Coyotes en la llanura

Una encuesta sobre la cumbre del deseo humano posiblemente apuntaría a la inmortalidad. Si al interrogado se le pidiese un boceto del futuro, Ex Machina no sería una película. Ambas escenografías ruedan suavemente hacia el presente, emborronando la frontera entre la imaginación y la rutina, aunque firmar el contrato visionario sin repasar la letra pequeña convierta al contratante en un pardillo.

El sanedrín mundial de la inteligencia artificial, reunido recientemente en Buenos Aires y habitual en los medios de comunicación, enarbola desde hace años el estandarte de una advertencia: sin un adecuado control, sin una inyección de ética humana, robots y computadoras se emanciparán, vulnerando las tres leyes de la robótica de Asimov y colocándonos en una situación inédita. Terminator, aúllan los agoreros, sería tan real como el Cañón del Colorado.

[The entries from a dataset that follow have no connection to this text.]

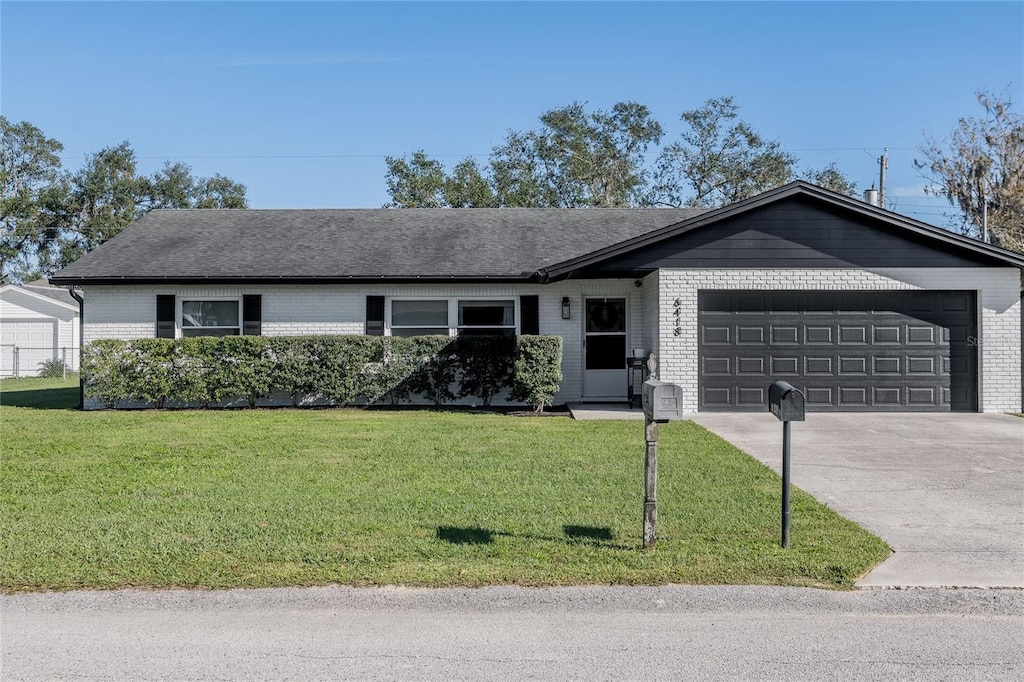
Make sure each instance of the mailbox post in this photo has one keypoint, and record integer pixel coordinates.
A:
(662, 401)
(787, 405)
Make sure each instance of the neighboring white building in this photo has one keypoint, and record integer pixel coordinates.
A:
(38, 323)
(859, 307)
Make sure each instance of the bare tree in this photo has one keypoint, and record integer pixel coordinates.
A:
(980, 171)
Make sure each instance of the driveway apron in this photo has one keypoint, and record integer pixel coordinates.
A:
(946, 492)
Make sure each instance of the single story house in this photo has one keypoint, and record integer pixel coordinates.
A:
(859, 307)
(38, 323)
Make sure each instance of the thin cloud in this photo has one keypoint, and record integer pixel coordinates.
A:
(915, 190)
(310, 59)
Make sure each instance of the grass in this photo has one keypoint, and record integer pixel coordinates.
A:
(282, 497)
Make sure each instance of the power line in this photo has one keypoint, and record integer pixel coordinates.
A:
(273, 157)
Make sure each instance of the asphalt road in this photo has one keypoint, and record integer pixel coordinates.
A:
(676, 633)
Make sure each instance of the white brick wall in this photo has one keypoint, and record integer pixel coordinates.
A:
(998, 303)
(130, 311)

Paralelamente, Ray Kurzweil, experto en quinielas, vaticina la inmortalidad para 2045. En el Apartamento del Optimismo residen también personajes de diverso pelaje: Elon Musk, del Instituto para el Futuro de la Vida; Dmitri Itskov, empeñado en trasplantar el cerebro a un disco duro y de ahí a un ordenador; o Aubrey de Grey, quien sin despeinarse coloca el listón de la existencia individual en 1.000 años, década arriba o abajo.

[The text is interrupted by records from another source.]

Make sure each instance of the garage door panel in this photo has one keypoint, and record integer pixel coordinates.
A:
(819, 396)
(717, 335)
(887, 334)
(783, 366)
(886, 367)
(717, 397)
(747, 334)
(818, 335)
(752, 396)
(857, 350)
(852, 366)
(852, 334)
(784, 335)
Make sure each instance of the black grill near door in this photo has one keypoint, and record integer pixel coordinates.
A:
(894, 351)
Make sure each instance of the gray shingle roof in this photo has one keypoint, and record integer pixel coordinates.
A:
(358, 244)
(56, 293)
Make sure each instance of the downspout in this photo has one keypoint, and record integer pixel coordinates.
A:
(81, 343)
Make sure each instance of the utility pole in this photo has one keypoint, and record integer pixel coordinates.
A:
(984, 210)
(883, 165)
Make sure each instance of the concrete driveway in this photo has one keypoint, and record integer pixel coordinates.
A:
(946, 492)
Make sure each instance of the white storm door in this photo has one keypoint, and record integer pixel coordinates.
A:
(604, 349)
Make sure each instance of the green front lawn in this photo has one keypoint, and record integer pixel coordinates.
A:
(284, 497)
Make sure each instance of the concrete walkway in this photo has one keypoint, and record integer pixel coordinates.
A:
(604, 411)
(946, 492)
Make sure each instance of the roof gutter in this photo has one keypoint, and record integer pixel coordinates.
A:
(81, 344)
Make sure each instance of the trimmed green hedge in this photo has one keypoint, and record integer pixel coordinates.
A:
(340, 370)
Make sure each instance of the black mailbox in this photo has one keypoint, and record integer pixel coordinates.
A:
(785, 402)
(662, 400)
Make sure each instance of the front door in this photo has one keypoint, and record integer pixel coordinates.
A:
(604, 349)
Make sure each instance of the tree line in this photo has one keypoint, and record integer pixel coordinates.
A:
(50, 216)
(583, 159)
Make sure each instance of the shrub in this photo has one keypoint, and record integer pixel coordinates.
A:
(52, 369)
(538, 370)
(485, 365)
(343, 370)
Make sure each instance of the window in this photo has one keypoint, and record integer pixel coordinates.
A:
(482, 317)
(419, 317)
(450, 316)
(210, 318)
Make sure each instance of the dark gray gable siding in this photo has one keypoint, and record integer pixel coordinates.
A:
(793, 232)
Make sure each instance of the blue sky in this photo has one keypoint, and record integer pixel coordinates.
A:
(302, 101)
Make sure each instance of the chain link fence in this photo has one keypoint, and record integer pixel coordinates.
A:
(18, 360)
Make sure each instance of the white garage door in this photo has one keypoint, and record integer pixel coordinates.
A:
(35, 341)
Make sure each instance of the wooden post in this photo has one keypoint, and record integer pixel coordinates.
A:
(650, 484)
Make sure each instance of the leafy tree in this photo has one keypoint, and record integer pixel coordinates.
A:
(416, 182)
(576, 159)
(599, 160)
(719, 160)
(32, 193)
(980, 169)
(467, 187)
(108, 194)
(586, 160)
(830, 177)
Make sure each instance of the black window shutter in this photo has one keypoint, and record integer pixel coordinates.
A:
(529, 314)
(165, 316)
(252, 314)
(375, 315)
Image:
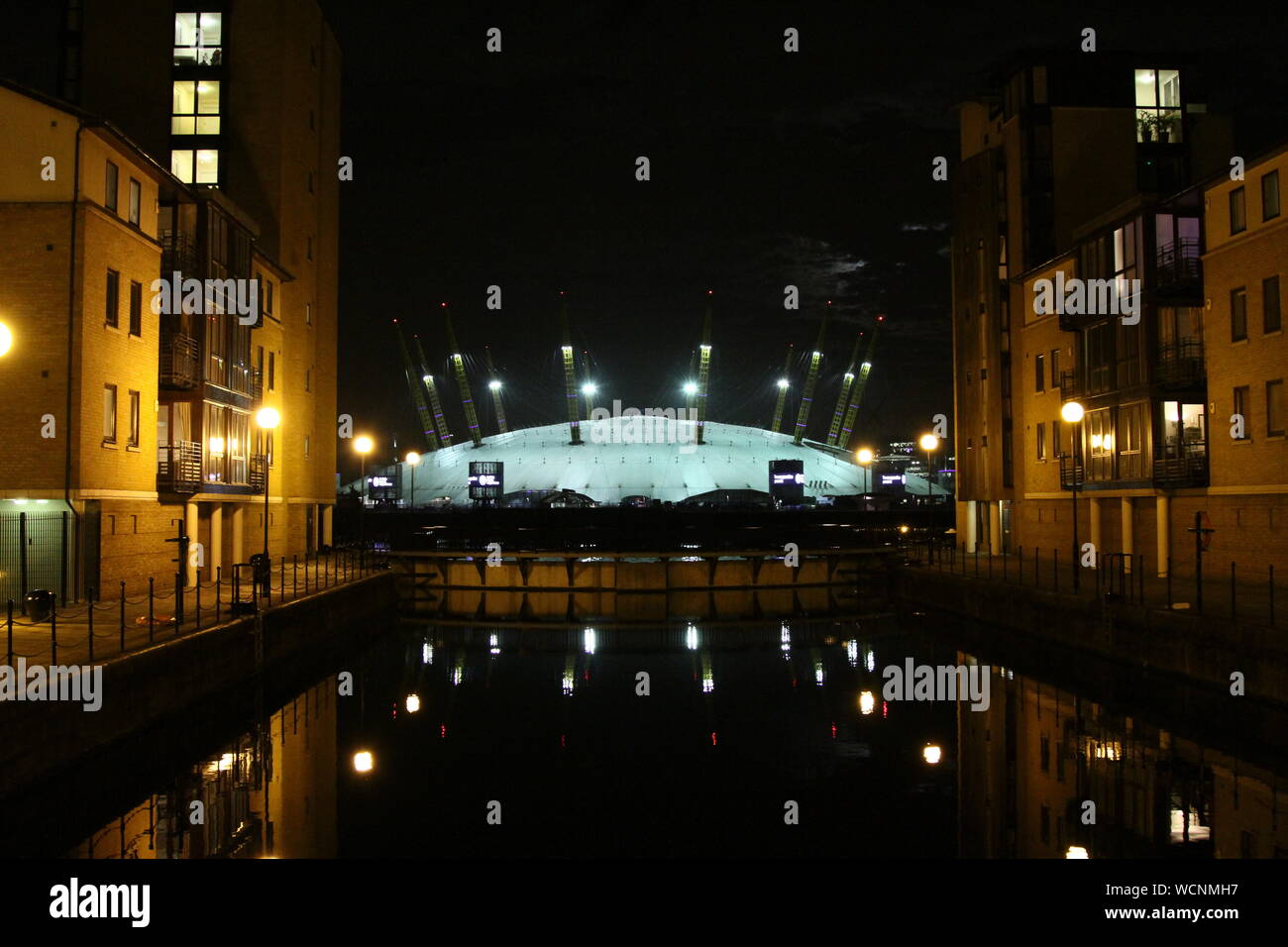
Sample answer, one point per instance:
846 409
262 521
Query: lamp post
413 459
930 444
866 457
1072 412
362 445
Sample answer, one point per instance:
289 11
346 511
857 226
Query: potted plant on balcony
1167 125
1145 124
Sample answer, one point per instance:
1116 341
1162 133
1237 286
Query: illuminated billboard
787 480
487 479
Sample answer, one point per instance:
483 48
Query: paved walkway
1247 598
67 641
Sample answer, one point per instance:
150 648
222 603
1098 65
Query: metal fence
1224 589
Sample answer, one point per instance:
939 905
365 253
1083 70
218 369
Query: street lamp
413 459
1073 412
362 445
267 419
866 457
930 444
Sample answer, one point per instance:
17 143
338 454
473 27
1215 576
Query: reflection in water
1047 774
269 793
694 740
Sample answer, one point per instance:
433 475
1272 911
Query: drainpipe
71 329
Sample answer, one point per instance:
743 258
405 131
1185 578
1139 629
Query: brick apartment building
179 145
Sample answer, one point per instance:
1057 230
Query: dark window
1275 408
110 414
136 308
1270 320
114 298
1237 213
134 419
1237 315
1240 407
110 196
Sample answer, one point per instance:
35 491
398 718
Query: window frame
1239 292
1237 198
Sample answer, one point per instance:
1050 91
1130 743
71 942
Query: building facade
222 140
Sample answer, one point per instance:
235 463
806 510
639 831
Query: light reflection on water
692 740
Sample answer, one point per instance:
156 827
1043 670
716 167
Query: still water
754 740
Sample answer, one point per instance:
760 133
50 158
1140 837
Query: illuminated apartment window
1158 106
197 39
206 170
194 108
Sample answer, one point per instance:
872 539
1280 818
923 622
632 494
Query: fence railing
1249 595
101 628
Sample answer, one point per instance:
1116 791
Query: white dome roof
606 468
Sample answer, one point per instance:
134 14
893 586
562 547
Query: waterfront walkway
1231 591
123 625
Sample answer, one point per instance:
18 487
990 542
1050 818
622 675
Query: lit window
207 166
194 110
180 165
197 39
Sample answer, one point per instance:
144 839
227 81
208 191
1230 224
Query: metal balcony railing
1189 470
180 361
1180 364
258 472
178 254
1179 265
1072 474
179 467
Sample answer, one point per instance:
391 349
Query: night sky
518 169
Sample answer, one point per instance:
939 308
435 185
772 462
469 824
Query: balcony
1072 475
179 361
1180 364
1189 470
1179 268
179 468
258 472
1072 385
178 254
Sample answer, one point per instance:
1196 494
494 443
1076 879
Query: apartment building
1244 268
1080 167
237 105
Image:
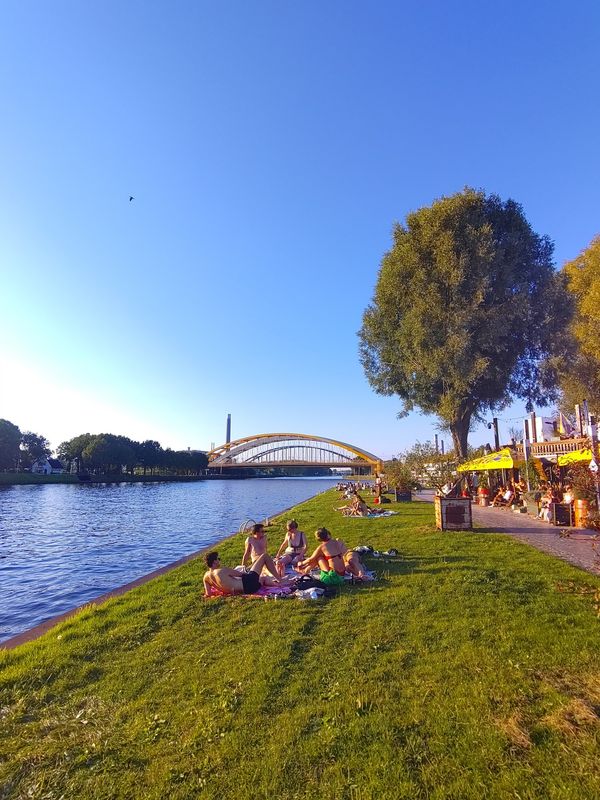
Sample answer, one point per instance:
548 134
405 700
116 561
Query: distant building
47 466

Transhumanismo. Ése sería el titular, ésa la convergencia: carne y chip en indisoluble unidad. O sea, que la máquina no asumirá el rol del exterminador. La máquina seremos nosotros en una gradación que dependerá del grado de riqueza (más pasta, más artilugios, mayor longevidad), cohabitando asimismo con una raza de robots puros, presumiblemente ciudadanos de segunda, abejas obreras, curris de Fraggle Rock.

Si admitimos que por ahora, y pese al voluntarismo de diferentes chamanes, éste es un relato de ciencia-ficción, la acera transhumanista quedaría bajo el influjo de la nube ficticia. Todavía pueden ustedes sonreír socarronamente: Matusalén seguirá invicto una temporada. Pero vigilen sus carteras cuando paseen por el barrio de los androides porque ahí el único fallo es el enfoque. No habrá en el medio plazo robots asesinos pero sí profesionales dispuestos a birlarle su empleo. Es el poder del algoritmo. Incluso la empatía puede replicarse. Y entonces el problema que se plantea es otro.

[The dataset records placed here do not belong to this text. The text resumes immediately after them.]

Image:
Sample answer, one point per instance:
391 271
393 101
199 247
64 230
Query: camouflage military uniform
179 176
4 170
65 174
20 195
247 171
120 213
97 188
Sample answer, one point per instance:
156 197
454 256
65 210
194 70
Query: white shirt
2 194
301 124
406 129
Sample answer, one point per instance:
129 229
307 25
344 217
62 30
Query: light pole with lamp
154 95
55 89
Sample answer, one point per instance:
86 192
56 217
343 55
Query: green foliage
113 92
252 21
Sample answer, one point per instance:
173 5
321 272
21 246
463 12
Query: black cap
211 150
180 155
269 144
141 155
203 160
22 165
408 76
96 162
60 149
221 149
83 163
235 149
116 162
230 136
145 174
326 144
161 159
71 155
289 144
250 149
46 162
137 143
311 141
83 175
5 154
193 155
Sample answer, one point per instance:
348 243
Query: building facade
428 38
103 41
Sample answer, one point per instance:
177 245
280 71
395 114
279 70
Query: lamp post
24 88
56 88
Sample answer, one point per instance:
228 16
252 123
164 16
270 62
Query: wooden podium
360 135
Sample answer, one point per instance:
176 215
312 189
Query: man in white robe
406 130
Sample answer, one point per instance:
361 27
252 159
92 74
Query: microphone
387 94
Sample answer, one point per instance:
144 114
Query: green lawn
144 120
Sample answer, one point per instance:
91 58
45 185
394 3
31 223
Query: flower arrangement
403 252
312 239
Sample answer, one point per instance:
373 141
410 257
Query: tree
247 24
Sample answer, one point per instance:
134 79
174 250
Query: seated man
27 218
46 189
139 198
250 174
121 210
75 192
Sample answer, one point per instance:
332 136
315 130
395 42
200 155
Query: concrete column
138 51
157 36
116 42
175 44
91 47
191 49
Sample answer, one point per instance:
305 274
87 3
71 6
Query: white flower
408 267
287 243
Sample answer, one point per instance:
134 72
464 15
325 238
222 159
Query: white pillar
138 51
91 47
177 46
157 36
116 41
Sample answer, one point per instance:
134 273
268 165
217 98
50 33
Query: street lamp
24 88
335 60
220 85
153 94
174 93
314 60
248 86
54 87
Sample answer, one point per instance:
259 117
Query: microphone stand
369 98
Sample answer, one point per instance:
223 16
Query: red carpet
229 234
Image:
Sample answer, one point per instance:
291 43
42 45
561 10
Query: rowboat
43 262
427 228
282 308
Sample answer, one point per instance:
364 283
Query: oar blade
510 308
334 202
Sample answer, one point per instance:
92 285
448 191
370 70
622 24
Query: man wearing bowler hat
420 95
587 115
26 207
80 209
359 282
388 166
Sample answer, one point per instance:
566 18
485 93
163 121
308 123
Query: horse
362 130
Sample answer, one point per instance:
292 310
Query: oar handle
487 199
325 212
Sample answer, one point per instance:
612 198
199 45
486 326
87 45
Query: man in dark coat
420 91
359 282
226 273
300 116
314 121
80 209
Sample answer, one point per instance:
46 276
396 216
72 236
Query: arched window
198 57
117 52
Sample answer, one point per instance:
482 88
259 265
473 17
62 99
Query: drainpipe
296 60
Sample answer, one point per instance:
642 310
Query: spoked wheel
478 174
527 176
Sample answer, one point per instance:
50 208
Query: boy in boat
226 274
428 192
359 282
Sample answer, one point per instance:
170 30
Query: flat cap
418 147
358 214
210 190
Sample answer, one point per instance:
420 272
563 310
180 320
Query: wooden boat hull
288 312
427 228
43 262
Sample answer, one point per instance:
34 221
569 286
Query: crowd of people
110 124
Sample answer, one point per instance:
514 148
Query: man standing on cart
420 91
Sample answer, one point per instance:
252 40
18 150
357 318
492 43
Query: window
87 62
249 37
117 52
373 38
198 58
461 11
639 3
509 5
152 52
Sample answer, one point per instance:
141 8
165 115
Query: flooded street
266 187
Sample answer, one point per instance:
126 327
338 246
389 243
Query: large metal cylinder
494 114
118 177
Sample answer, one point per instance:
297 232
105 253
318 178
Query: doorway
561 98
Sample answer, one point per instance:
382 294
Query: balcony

¿Qué ocurriría en una sociedad que ya no se nutre de médicos, jueces, psicólogos e ingenieros humanos? En esencia, dos cosas: que la riqueza estaría en manos de los propietarios de las máquinas, con el desequilibrio que tal reparto conlleva, y que una inmensa mayoría de la población quedaría ociosa. Pidamos un juego de llaves a los huéspedes del apartamento anteriormente citado y atrevámonos a suscribir alguno de sus pasajes: esa minoría hiperrica pagaría inmensos impuestos que permitirían costear rentas básicas y fabulosos servicios públicos. La legión del ocio repescaría así las raíces del Renacimiento y la Ilustración, creando, pensando, arriesgando. Túnicas blancas y liras de marfil. La era del refinamiento.

La clave es calcular cuánta cuota de maldad encerramos. Si el hombre es un coyote para el hombre, y la historia no demuestra lo contrario, la robótica avanzará hacia autopistas espurias, los elitistas sólo donarán sus céntimos y la imperfecta inmortalidad anhelada será un producto de lujo y no una verdad universal que riegue las aldeas de Etiopía o las favelas de Brasil. Es el egoísmo, estúpido.